Aside from knackered knickers, almost every bit of clothing that stays the course until it's threadbare will end up in my fabric scraps suitcase...It used to be a bag, now it's a suitcase. When it reached the verge of spilling over into a second suitcase I started to think seriously about what the hell I was going to do with some of this hoard (there are only so many rag dusters you can use in one lifetime, after all).

Some of the bulkiest pieces in my collection are old jeans. These can be hard to part with at the best of times, and more than once my questionable sewing skills have been invoked by broken-hearted friends with some busted up jeans they want fixing. I keep them mostly because there's nothing better for fixing denim than other pieces of denim, so some of my collection has gone towards extending the life of other jeans. But I've still been left with quite a few pairs to get through.

Since ditching plastic shopping bags a while back, I started a collection of assorted calico bags. Quality-wise it's been a bit hit and miss and often the handles give out within a year or two. So I decided to have a go at making tote bags from my old jeans instead, and checked out a few instructable type sites online. While there's a lot of great designs out there in DIY-land, let's just say that when it comes to instructions, I am usually completely confused by about Step 4.

As I really only needed some simple bags for grocery shopping, I decided I was probably way overthinking things, as usual, and I could very likely make them by guesswork (one of my favourite problem-solving strategies). Amazingly enough that approach worked (yay my brainz!) and I have since made around a dozen bags, which I have gifted, kept and sold.

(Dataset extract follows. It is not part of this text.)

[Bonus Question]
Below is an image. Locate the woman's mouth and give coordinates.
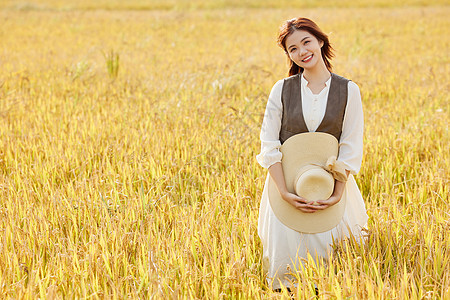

So in keeping with a 'making stuff in 4 steps or under' approach, here's how easy it is:
No serviceable jeans were harmed in the making of this photo
1. Execute your jeans by cutting the leg off as high up as you can. If the top bit of your jeans is still good and you're happy with the state of your legs, you can of course now prance around in a pair of obscenely skimpy cutoffs. Bonus.

2. Cut up the inner leg seam so that you  have one long section of fabric. Depending on what style of jean you had and what dress size you are (and if you're on the curvier side, you're going to get a lot more bag for your buck) the section of fabric you have might not be straight (especially if they were flares or skinny leg jeans). Fold whatever section of the fabric matches up the best along its full length and trim the rest off.
These were flared jeans so there's a lot of excess fabric behind the seam along one half
3. Fold, pin and sew the top seam of the bag towards the inside (if you folded the fabric to include the hem of the jeans you only need to do this on one side, save yourself some time and keep the original hem as is). Then pin a seam along each side, with the right side of the fabric facing inwards. Use a measuring tape as you go to make sure it's at least relatively straight (but remember it's a tote bag, you don't need to go full OCD here). Trim any excess fabric along the side seam.

4. Sew the side seams and then pin and sew along the diagonal of each bottom corner (this extra seam is an optional but it does help give your bag a bit of shape and helps distribute the weight of the heavy things you'll be putting inside it one day...such as wine, so much wine...).

The final part of the project involves sewing on a strap. Old fabric belts, strong binding or accessories from old bags are perfect to use here. I pretty much go to town on attaching bag straps, and attach them with an X shaped seam surrounded by a square, just for extra double good measure (remember how much that wine weighs).
Note, I also add some binding ribbon to the inside of the bag along the top hem, this is mostly because I only do a single fold at the top as it gets too thick to sew otehrwise, instead I leave the hem edge exposed and just sew the binding fabric over the top.

This is pretty much all there is to it. I like to jazz mine up a little with old buttons or fabric scraps once I'm done, or you could attach a pocket to the outside as well.

I realise that as far as clear and informative DIY instructions go, this post is full of fail. But if you already know your way around a sewing machine and can measure a straight line then it's really pretty straightforward.